ところで、気管支喘息、肺気腫、肺結核後遺症などのため肺や心臓の働きが悪くなると、酸素吸入が常時必要になる。慢性呼吸不全の患者さんが自宅に酸素濃縮機や液体酸素ボンベを置き、外出用の小型酸素ボンベを使いながら安心して在宅生活を送ることができるようになったのは、社会保険診療報酬に在宅酸素指導管理料が認められた1 986年以降のことである。筆者が在宅酸素療法を開始したのが1979年。その当時、ガスボンベ、流量計、使用した酸素も全て自費扱いで酸素代だけで毎月10数万円かかっていたため、在宅酸素療法を実施していた人は全国でおよそ1000名を超えなかったことを考えると感無量である。
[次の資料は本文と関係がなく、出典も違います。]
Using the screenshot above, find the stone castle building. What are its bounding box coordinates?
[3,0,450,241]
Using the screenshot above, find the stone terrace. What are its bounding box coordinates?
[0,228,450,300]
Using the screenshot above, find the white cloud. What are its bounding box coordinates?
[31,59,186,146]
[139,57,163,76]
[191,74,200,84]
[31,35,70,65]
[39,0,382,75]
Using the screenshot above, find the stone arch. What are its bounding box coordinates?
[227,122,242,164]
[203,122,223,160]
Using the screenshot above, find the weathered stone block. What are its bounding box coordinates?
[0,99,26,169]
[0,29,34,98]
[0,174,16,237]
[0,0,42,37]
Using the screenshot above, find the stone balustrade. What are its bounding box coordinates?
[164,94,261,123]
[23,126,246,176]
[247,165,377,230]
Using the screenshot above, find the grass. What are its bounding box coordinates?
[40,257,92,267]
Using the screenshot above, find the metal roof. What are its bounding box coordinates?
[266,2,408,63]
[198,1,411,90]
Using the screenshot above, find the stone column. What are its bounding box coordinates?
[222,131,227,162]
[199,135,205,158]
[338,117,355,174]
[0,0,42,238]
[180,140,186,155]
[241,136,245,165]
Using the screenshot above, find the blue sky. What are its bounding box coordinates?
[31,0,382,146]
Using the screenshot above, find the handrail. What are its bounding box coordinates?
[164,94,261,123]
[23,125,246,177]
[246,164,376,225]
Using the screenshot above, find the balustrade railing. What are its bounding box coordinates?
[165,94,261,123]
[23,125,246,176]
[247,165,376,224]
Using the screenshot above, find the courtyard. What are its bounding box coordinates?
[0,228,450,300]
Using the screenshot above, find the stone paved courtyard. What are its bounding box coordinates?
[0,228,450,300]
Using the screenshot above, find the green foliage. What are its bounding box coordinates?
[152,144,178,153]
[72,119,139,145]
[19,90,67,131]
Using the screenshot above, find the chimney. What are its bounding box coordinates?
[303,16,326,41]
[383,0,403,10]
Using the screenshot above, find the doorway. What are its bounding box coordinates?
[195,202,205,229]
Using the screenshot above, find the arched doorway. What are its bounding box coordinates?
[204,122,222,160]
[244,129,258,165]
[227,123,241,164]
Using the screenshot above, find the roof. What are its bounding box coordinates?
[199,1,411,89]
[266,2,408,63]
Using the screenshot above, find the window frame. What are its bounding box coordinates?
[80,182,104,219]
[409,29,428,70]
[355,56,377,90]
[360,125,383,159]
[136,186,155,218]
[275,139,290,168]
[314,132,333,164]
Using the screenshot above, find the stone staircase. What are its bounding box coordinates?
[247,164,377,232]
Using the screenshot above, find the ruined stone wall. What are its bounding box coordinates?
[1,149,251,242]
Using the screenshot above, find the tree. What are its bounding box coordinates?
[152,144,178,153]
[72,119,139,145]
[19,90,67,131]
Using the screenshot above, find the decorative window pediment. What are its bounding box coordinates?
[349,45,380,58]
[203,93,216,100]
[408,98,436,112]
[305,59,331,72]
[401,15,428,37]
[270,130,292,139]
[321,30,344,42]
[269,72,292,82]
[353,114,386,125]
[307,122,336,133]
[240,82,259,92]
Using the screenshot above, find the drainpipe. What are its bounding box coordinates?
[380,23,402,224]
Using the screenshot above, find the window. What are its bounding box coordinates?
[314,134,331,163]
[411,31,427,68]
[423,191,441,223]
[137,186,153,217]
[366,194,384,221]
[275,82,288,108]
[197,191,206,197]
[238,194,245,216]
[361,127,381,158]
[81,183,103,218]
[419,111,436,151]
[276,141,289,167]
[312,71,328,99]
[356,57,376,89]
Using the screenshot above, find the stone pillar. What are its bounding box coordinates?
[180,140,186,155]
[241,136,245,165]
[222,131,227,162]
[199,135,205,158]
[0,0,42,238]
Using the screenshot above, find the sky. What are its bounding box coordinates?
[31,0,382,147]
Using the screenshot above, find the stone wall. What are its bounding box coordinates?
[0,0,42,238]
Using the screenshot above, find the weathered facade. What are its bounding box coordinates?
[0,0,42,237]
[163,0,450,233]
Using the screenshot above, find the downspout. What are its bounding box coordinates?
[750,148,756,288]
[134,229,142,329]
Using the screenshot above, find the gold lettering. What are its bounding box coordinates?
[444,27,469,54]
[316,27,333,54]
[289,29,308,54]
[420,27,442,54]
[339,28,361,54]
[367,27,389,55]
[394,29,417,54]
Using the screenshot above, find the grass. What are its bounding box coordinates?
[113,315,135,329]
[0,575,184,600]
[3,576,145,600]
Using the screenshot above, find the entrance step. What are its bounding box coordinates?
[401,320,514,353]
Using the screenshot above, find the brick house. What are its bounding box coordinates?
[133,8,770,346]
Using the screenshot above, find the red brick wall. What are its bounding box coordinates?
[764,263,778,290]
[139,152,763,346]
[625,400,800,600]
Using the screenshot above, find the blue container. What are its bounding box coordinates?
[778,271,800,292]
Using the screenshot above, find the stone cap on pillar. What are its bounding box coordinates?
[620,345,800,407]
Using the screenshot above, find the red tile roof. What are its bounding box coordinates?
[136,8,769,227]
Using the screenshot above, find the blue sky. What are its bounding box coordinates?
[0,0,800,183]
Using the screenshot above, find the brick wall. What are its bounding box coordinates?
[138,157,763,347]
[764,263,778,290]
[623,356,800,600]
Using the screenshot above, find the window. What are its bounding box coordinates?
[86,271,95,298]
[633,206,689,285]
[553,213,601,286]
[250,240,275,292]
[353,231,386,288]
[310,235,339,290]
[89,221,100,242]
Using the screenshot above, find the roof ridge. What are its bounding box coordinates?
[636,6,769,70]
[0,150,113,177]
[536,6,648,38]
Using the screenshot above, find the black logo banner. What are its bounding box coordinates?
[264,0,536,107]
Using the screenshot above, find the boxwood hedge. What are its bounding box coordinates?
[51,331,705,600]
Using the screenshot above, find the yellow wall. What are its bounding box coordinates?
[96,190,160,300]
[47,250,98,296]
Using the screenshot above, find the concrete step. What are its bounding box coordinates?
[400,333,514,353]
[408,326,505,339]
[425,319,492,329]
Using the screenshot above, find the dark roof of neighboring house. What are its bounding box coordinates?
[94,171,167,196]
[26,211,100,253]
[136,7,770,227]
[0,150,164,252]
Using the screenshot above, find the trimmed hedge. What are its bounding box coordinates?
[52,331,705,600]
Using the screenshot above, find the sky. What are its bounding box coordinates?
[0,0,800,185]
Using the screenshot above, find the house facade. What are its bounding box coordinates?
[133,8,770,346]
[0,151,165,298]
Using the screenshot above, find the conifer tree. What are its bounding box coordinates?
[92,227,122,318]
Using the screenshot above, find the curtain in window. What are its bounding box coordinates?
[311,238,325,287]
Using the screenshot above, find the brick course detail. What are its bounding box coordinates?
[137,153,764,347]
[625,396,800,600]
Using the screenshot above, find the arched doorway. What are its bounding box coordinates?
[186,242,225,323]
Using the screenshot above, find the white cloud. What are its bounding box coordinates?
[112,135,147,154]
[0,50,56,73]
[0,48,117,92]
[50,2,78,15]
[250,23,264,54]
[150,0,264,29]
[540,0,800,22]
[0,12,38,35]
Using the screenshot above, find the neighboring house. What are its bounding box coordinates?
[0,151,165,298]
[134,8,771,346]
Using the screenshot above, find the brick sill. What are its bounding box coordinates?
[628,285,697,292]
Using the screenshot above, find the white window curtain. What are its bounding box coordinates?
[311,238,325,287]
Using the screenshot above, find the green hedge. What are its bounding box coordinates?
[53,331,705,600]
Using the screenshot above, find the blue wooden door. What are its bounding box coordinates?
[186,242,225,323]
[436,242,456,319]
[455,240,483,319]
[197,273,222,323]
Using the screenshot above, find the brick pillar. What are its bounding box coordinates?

現在、在宅酸素療法を受けている人は6万人以上に達していると言われている。
高度な在宅医療が拡大している背景を考えると、それぞれの治療法が患者・家族が実現を望んできた切実な治療法であったこと、ノーマライゼーションの考え方が社会的に浸透してきて、重度の障害をもっていても在宅生活を送ることが自然であると理解されてきたこと、酸素濃縮機や液体酸素吸入装置、小型の人工呼吸器など、安全性が高く、使いやすい機器や薬剤などが開発されたこと、訪問診療・訪問看護など在宅医療が充実するにしたがって、患者・家族の医療的不安が軽くなってきたこと、などの理由を挙げられる。
どのような疾患、状態であっても、その人にとって望ましい療養生活が送れるような条件づくりをすることが、医療の目的であり義務である。重度の状態であっても高度医療を受けながら、在宅療養を続けていく人たちは今後ますます増えていくことであろう。医療としてかかわる範囲も広がっている。